Estoy sentado en el café de siempre, pero mi hijo está dormido, así que puedo ponerme a escribir. Lydia está junto a mí, estudiando algo raro que suena como a metodologías logísticas y que a ella tampoco le interesa mucho.
Me gusta Lydia. Hoy, a pesar de que hay sol, trae un suéter negro que se abre por enfrente, dejando, unos pantalones de mezclilla y unas botas como de gamuza, cafés y altas. Los labios pintados de rosa claro y unos aretes de latón con forma de hoja de árbol. Cuando la conocí no me gustaba tanto como ahora. Creo que nunca le había dicho esto. Me gustó mucho, pero no como ahora, como en este momento que la veo dar sorbos a su frappé y escribirle a la Insomne en el iPhone.

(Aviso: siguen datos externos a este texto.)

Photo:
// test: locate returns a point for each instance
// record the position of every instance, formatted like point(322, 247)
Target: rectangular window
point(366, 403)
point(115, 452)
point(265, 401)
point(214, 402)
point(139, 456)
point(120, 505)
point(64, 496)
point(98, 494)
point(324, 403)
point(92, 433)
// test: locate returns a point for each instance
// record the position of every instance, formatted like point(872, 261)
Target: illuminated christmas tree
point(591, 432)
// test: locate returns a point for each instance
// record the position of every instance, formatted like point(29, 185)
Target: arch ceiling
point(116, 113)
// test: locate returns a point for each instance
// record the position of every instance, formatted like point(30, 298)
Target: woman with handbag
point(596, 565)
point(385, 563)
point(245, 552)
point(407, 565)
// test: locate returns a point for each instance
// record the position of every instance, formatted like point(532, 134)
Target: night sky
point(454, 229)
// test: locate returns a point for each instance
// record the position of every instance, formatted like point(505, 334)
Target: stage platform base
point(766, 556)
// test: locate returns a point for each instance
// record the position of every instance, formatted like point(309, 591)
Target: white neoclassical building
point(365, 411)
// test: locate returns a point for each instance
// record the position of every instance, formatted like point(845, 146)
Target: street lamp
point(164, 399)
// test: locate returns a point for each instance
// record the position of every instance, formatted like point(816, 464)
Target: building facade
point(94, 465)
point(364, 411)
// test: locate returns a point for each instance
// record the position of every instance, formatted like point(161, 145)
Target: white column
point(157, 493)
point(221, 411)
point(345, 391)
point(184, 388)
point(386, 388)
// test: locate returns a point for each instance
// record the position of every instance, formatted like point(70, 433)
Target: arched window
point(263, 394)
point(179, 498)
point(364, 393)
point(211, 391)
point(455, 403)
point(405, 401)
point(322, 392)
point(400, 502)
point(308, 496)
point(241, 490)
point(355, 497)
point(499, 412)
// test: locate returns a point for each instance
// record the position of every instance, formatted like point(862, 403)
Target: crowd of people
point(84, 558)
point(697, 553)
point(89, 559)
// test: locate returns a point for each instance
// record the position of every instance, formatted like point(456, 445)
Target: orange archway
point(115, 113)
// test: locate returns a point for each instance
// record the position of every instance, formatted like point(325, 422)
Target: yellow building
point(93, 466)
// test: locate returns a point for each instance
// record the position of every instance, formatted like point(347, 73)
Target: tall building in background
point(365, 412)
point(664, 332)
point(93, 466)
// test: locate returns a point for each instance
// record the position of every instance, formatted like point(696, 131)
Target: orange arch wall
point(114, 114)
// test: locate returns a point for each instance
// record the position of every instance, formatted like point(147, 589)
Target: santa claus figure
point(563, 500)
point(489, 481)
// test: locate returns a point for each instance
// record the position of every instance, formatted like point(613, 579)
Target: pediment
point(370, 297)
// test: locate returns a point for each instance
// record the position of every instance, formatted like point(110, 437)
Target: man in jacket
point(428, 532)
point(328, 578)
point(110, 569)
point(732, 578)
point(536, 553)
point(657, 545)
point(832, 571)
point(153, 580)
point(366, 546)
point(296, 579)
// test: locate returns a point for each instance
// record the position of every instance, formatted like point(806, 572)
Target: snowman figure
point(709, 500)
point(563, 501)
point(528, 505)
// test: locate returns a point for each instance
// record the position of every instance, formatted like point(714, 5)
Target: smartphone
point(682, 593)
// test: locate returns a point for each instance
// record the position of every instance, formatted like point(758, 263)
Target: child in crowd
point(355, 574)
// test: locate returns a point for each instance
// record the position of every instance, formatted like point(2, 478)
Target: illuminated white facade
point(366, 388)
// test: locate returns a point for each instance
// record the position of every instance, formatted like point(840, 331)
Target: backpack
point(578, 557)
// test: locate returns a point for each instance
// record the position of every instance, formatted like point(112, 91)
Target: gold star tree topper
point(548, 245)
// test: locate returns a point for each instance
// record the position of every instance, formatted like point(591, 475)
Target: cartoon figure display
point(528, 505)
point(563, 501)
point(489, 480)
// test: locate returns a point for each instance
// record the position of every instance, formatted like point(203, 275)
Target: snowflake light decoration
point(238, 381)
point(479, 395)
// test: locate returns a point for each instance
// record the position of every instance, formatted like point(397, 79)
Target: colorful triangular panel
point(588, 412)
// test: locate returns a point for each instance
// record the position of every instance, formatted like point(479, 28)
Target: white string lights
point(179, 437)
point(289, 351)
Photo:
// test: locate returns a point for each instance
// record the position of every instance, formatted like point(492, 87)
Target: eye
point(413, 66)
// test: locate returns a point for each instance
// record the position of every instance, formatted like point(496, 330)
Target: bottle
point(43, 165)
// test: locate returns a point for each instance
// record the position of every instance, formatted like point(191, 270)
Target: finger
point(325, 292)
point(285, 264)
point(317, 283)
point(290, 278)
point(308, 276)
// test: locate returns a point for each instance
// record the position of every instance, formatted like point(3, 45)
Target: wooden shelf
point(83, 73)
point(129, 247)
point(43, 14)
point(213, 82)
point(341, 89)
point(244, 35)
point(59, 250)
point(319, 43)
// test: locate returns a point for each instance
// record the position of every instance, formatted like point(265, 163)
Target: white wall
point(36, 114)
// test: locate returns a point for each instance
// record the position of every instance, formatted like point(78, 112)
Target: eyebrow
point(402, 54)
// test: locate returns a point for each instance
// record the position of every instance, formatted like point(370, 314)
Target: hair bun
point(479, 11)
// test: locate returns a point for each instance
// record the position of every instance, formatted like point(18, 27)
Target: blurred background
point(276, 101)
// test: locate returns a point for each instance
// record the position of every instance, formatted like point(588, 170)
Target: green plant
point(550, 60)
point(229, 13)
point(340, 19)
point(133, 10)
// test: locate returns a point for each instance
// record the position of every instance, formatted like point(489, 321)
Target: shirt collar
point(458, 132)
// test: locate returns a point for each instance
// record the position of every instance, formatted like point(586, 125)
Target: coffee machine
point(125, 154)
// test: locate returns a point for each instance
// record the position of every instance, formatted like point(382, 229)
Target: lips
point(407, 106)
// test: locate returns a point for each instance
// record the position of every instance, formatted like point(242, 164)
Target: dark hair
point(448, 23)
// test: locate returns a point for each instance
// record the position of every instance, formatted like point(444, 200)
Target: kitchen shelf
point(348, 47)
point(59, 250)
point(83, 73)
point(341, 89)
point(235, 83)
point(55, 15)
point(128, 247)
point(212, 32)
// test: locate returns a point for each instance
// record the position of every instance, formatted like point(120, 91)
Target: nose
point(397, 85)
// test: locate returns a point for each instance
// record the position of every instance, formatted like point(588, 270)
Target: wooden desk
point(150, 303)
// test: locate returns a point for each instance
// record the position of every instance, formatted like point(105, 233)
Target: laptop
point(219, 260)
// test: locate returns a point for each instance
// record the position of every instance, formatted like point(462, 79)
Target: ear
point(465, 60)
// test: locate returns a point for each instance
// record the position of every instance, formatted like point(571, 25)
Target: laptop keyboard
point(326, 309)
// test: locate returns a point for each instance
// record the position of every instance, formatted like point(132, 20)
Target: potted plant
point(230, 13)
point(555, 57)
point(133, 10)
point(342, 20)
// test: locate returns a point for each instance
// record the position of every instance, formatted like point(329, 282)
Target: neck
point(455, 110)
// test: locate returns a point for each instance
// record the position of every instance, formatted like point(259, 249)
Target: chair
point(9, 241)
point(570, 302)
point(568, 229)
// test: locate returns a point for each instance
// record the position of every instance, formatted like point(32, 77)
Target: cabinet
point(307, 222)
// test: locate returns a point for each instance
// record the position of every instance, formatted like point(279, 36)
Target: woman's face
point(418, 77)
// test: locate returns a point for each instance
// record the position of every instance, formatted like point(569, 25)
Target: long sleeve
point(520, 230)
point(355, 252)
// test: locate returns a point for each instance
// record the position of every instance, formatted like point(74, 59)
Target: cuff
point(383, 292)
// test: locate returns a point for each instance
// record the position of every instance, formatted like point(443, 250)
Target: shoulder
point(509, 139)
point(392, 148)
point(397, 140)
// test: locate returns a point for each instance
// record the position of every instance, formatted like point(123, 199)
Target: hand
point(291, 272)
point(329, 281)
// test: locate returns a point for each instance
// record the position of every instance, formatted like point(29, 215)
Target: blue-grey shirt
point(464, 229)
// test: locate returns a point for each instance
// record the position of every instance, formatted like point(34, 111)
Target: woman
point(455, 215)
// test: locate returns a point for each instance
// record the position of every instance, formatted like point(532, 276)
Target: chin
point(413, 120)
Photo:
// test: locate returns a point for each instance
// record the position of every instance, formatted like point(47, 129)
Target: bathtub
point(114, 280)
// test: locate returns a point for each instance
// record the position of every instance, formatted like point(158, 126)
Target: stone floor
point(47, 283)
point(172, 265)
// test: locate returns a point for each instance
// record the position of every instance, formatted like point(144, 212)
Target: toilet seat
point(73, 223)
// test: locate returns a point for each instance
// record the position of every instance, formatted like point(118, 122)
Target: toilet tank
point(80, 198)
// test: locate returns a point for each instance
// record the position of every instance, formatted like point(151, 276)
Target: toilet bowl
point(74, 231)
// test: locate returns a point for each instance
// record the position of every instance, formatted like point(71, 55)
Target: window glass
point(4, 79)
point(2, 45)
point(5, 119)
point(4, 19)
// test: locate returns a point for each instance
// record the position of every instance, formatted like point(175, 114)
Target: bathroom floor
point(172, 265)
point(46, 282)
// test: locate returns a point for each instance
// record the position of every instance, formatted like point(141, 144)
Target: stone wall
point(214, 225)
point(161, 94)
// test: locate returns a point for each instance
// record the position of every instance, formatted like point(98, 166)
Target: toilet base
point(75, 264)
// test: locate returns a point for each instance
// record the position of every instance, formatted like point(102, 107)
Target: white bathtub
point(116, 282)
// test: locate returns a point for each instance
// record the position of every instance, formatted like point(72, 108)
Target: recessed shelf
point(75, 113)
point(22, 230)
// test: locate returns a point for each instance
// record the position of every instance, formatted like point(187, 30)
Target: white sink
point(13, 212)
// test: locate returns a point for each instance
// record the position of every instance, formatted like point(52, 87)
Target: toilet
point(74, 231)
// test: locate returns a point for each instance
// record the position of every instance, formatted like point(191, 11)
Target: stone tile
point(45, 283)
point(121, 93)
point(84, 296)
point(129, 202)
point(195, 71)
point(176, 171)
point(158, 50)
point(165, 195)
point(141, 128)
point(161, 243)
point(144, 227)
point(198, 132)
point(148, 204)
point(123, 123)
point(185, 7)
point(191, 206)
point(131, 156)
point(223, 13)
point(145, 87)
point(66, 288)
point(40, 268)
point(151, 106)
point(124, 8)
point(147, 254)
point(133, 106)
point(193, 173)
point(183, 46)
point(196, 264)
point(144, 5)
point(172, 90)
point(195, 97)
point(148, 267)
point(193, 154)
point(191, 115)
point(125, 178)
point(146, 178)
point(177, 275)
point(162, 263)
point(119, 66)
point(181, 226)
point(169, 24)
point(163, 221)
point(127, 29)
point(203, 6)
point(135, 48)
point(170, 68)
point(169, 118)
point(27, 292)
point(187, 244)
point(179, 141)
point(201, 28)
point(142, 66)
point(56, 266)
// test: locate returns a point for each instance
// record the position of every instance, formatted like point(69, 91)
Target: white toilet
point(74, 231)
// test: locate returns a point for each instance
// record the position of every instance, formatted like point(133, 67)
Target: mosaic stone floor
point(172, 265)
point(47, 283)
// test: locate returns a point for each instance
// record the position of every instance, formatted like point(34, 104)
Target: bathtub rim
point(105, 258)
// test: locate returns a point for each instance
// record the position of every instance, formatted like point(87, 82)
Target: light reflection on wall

Es como si cada día avanzara y al voltear y ver la verja de viejos prejuicios y peros y tonterías que los primeros días impidió que me gustará tanto como ahora, me sintiera muy contento, de estar tan lejos de esa zanja de pensamientos y miedo revuelto con lodo. Y junto a mí, caminando lejos de la barricada, lejos de los fusiles oxidados y las miradas tristes de la segunda guerra estuviera ella, y yo, en apariencia tranquilo, demasiado asombrado para que se me note. Sorprendido de verla y saber que no la cagué, que confié en mí y dejé que las cosas pasarán, y aquí está ella, guapísima, leyendo poemas de Max Rojas en un parque, amamantando a nuestro hijo, terminando su tesis, haciendo collares y cantando canciones de Disney mientras baila y mueve la colita.
De vuelta en el café. Bastian ya despertó. El sol se metió de golpe y se soltó un aguacerazo ( millones de delicadas agujas de agua ), pero no importa, con la luz de Lydia y mi bebé es más que suficiente.